Hunters at the Margin examines the conflict in the Northwest Territories between Native hunters and conservationists over three big game species: the wood bison, the muskox, and the caribou. John Sandlos argues that the introduction of game regulations, national parks, and game sanctuaries was central to the assertion of state authority over the traditional hunting cultures of the Dene and Inuit. His archival research undermines the assumption that conservationists were motivated solely by enlightened preservationism, revealing instead that commercial interests were integral to wildlife management in Canada.
About the author
JOHN SANDLOS teaches history at Memorial University of Newfoundland. With doctoral research on northern wildlife, he has devoted much of his research in the past decade to mining history. Dr. Sandlos is the author of Hunters at the Margin: Native People and Wildlife Conservation in the Northwest Territories, and co-editor of the volume, Mining and Communities in Northern Canada: History, Politics and Memory.
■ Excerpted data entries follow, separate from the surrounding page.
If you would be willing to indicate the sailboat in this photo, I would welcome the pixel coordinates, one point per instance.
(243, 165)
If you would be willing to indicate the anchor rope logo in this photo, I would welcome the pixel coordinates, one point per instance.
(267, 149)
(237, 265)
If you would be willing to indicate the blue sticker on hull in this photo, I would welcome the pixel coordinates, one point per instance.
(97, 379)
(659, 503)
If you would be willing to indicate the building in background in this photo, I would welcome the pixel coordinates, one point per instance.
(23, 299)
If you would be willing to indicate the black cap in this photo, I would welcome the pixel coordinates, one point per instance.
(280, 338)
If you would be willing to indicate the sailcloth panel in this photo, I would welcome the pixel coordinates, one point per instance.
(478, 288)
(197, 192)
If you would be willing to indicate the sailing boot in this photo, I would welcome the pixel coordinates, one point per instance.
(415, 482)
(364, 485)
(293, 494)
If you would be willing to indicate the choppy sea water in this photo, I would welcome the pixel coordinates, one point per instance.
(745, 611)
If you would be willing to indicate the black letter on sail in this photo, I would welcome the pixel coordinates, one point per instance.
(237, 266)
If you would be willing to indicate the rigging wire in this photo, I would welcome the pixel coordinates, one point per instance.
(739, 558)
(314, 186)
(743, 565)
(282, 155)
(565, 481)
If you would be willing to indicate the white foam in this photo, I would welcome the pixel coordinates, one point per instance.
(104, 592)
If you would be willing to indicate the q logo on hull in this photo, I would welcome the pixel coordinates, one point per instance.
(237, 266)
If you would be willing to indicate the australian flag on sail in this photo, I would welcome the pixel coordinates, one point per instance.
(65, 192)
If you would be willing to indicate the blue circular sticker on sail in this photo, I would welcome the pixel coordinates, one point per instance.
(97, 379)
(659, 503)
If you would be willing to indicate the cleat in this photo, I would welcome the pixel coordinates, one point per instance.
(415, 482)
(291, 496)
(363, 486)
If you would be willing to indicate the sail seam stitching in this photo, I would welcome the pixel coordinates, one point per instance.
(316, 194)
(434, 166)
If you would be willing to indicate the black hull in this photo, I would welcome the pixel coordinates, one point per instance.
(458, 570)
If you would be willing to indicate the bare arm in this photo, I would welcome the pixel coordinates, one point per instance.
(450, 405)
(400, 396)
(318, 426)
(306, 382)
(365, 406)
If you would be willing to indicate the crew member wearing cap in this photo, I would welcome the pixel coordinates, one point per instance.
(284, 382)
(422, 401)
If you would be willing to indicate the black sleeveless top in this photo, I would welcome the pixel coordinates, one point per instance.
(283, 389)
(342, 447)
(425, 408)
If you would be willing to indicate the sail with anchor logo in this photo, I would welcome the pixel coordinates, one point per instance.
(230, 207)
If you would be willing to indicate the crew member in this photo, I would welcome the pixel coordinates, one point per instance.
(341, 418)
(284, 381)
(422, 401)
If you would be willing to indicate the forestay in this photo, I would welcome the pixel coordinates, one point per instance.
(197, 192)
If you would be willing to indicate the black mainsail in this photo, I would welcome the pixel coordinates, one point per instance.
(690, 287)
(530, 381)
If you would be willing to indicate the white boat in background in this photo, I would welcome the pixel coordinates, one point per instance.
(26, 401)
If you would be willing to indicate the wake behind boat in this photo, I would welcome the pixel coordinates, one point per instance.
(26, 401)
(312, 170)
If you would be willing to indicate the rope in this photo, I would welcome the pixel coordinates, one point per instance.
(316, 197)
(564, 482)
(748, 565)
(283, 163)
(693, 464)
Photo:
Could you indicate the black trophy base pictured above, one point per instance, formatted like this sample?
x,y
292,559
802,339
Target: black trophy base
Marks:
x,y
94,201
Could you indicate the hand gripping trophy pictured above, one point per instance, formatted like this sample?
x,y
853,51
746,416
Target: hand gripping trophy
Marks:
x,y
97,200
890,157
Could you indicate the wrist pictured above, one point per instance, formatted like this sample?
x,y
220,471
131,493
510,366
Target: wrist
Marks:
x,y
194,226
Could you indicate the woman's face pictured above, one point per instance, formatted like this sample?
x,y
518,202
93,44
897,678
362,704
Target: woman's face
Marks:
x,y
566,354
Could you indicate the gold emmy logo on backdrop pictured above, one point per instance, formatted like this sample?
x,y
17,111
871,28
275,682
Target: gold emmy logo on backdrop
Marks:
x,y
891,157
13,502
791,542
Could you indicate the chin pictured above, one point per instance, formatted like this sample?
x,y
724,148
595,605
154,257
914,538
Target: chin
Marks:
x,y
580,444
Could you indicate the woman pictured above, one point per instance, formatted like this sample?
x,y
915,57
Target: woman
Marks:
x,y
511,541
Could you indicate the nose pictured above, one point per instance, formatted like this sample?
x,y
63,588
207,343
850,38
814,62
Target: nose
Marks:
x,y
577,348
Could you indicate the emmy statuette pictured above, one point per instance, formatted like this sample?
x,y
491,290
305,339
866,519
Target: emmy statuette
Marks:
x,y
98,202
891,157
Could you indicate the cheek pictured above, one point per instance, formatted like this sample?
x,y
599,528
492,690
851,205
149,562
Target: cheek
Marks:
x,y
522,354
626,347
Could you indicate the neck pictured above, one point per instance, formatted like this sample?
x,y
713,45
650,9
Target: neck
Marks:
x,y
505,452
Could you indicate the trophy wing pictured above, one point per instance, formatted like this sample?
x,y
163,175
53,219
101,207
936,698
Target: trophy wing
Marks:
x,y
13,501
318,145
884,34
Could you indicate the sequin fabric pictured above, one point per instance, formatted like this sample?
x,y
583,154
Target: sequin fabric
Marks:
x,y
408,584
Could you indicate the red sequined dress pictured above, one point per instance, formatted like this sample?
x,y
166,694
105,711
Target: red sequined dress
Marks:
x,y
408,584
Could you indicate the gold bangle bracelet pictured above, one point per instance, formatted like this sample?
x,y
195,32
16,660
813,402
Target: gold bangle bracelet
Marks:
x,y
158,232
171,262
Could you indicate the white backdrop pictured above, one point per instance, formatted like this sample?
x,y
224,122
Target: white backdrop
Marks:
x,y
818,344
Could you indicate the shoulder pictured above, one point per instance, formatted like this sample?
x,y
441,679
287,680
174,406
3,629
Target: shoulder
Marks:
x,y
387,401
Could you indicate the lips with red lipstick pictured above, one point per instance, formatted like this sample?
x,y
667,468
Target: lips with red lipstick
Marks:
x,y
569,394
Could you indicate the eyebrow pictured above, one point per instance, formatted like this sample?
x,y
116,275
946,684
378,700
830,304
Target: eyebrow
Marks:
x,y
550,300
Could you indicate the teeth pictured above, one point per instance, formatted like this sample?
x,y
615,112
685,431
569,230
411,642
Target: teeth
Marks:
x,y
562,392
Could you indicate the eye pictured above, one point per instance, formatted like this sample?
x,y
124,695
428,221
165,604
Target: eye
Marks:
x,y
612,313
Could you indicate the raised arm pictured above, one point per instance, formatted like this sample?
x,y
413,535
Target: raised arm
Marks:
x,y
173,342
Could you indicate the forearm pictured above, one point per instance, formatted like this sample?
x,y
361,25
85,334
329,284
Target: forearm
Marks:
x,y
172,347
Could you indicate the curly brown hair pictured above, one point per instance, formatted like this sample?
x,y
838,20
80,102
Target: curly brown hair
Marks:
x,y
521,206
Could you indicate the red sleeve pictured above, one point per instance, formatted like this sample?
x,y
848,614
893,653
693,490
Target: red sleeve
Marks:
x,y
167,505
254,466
- Winner, Clio Award (North), Canadian Historical Association
- Winner, Charles A. Weyerhaeuser Book Award, Forest History Society
As John Sadlos’s book shows, nothing in environmental politics is ever simple….What began as an attempt to preserve a species…inevitably took on the coloration of a social experiment. The book is full of nuggets of interesting information….
Environmental History Journal, Volume 12, Number 4
Professor Sandlos has written a very well-researched text on three major conservation issues. He examines the plight of the Bison, Muskox and Caribou in Canada’s north. The author has examined the questions raised about hunting of these three key species and the development and enforcement of laws relating to them. […] There is a lot of useful and thought provoking material embedded in the text. […] This book makes a significant contribution to the continuing research and debate required to make rational decisions.
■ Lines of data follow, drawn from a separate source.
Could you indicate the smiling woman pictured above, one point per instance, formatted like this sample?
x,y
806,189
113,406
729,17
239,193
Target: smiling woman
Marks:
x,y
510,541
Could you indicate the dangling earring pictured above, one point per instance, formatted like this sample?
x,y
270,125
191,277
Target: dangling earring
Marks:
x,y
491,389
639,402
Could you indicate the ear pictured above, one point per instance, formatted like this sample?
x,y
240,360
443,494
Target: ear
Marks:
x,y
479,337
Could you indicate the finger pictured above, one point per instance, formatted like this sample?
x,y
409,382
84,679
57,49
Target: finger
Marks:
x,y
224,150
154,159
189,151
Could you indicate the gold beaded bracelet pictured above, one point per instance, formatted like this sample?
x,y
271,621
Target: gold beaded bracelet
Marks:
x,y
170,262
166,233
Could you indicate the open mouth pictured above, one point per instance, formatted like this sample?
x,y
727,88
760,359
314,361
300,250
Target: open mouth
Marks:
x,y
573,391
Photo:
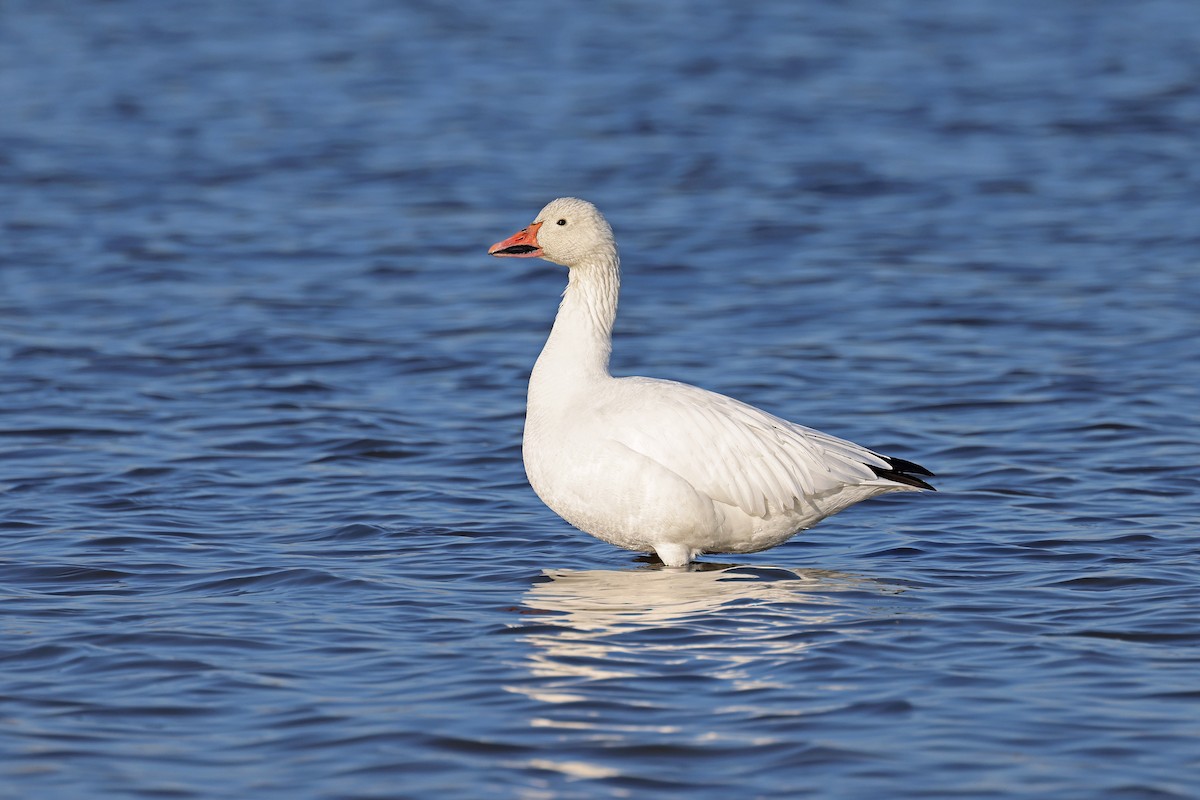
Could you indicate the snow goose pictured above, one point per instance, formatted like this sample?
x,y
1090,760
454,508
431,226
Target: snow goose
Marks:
x,y
658,465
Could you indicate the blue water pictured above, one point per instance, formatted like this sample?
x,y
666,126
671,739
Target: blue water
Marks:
x,y
265,530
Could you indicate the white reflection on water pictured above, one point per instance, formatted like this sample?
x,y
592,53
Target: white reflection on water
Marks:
x,y
606,624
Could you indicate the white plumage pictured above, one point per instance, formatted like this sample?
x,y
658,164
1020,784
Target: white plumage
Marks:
x,y
655,464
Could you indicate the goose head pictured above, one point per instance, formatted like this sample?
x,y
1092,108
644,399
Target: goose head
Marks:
x,y
568,232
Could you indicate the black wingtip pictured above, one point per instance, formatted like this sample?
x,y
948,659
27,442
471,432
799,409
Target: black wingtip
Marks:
x,y
904,471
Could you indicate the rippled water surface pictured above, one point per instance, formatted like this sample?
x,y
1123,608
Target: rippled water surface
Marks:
x,y
265,530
Canadian Field-Naturalist, Vol.121
Sandlos offers useful (if tentative) conclusions about the implications of this history for present-day wildlife management and state-aboriginal relations in Canada, showing that history continues to shape the present, and that re-examining history can help illuminate current dilemmas and open new options for future action. Hunters at the Margin is well written, well produced, and a valuable contribution to the ongoing evaluation of the meanings of the North for those who live there, those who are new arrivals, and those for whom it looms large in imagination and expectation.
For those interested in the history of conservation, wildlife management, First Nations, state power and individual agency, Sandlos offers insightful analysis within provocative framework and makes a significant contribution to the literature on conservation in Canada and is enjoyable to read.
Left History, Vol.1, Issue 13, Spring/Summer 2008
This hefty text is a well-written and meticulously researched academic work. Sandlos provides eloquent and exquisite details of the relationship between human and animal. … It is certain to be of interest to readers keen to better understand the politics of northern conservation in Canada, and the conflict between Northern indigenous communities and Southern policy makers.